University of Warwick
Homogeneous hydrocarbon oxidation using nitrous oxide as a sustainable feedstock
- Adrian Chaplin
Using chemical catalysts, we are ultimately aiming to break down nitrous oxide (N2O), a greenhouse gas, into nitrogen and oxygen. The oxygen can then be inserted by the same catalysts into hydrocarbon molecules (like those found in petrol) to form alcohols.
Prior to starting at Warwick I was a secondary school Chemistry teacher for 7 years, following on from two and a half years of postgraduate research at St Andrews.
Why did you choose doctoral research?
Within the last 1-2 years I felt an increasing desire to return to the lab and engage in my subject, having kept in touch with former research colleagues who have gone on to produce fascinating work of their own. This specific project also has strong overlap with one of my previous research topics (hydrocarbon oxidation), and so the opportunity to revisit this area in a group specialising in organometallic chemistry was too appealing to ignore.
Why did you choose CENTA?
A strong appeal of CENTA was the scheme’s focus on generating well-rounded graduates able to thrive in whichever career path they wish to pursue. The wide variety of training courses on offer to assist with this goes beyond that of a typical PhD studentship, coupled with the exposure to work from within the cohort on environmentally-focused projects.

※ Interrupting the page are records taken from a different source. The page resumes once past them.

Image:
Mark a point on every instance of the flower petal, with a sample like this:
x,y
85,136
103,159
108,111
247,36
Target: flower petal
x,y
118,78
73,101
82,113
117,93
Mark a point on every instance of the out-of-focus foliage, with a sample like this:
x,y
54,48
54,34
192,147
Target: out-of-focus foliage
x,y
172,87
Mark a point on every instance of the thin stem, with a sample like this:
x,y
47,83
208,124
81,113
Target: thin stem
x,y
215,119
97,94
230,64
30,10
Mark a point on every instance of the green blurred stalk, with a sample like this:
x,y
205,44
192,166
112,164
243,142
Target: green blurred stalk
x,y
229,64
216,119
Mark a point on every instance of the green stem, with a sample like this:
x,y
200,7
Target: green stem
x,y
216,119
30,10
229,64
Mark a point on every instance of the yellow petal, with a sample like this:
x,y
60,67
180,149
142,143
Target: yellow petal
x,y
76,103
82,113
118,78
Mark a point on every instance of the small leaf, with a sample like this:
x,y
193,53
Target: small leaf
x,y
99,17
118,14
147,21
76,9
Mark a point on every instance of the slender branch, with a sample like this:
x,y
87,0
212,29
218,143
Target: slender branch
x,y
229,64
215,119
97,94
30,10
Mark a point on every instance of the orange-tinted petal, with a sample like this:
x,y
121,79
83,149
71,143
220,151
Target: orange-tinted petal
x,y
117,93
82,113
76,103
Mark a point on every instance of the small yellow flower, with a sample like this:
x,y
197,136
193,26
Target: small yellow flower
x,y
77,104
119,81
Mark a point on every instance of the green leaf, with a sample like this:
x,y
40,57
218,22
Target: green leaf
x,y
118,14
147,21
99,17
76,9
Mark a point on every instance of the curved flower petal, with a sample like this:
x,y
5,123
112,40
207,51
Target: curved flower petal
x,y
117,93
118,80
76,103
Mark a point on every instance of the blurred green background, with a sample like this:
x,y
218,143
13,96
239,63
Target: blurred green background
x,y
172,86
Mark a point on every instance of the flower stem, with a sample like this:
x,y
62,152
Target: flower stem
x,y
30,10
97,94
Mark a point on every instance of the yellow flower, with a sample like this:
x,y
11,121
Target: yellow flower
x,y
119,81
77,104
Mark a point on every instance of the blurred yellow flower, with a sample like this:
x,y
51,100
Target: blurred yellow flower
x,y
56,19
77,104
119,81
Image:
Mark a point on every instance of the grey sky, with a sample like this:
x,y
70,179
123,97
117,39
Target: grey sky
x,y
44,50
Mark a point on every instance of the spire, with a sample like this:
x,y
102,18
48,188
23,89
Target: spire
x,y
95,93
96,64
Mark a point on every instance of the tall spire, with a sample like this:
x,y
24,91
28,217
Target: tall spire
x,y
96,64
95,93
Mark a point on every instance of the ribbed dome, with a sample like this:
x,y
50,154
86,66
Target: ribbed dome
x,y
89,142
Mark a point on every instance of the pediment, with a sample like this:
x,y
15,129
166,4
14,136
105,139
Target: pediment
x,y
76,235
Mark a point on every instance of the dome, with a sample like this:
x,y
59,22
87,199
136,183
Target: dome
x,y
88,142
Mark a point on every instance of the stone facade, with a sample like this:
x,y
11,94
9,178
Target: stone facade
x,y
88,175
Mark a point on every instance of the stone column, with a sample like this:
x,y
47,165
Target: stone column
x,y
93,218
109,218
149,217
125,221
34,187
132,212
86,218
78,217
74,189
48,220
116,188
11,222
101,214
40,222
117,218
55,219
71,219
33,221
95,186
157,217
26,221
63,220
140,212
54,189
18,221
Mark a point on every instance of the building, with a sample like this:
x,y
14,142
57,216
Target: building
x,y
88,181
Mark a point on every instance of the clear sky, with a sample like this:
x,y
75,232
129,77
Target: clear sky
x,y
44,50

While I will naturally benefit technically from exposure to advanced laboratory skills and techniques, succeeding in a challenging long term project will in itself mean solving new and complex problems in a time-sensitive context. Coupled together with opportunities to present my work to a range of audiences and in a range of media, I would expect to be well placed to pursue rolls in or outside of the laboratory within a technical context.
Looking longer term, my main desire is to work in governmental scientific roles, either in research or those more aimed at regulation and policy.